Flowers’ dishes, all involving beer in some fashion, are clearly presented and full and well-defined flavour-wise, populating pleasingly concise lunch and dinner menus each containing roughly a half-dozen starters and mains. Foodies might enjoy endorphin rushes from Flowers’ finely tuned but unfussy plates, accented by hits of preserved lemon, pigs-ear crackling, fried capers and shavings of smoked Parmesan, if they haven’t over-indulged from the connoisseur’s selection of 16 beers on tap and 60 available by the bottle. For beer know-nothings, the bistros makes things easy by suggesting pairings with its dishes; the refreshing Stiegl Radler and Coopers Sparkling Ale went down easy with their respective dishes.
During our two meals, the appetizers were all deeply satisfying and the mains just a little less so.

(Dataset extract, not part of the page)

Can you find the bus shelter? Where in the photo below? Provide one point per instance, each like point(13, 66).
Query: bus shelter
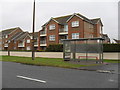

At lunch, we tried two salads. Both got full marks for their clear, contrasting flavours that came together to be both appetite-whetting and memorable. The asparagus salad ($10) saw red romaine, smoked Parmesan, fried capers, preserved lemon and a well-rounded anchovy vinaigrette distributed on a large plate. I don’t think asparagus was the salad’s star, but still, every forkful was a winner. On the other plate, a mound of perfectly fresh organic greens ($9) mingled with Fruli vinaigrette, pear slices, toasted almonds and rounds of superior goat cheese. It seemed simply like a superior execution of a salad you might find elsewhere.
A burger-and-soup combo included what my dining friend called the best asparagus soup she had ever tasted, topped with a spicy buttermilk foam and chewy spent grains, as well as a nicely charred but juicy cheeseburger, napped with peppercorn mayo and served on an egg bun.
Only the steak frites makes me wonder if not everything tastes better with beer. The meat, from the humble shoulder clod (a.k.a. chuck) cut, we’re told, was tender and yielding, but slightly too tangy from its beer brine. A bit of salt perks it up.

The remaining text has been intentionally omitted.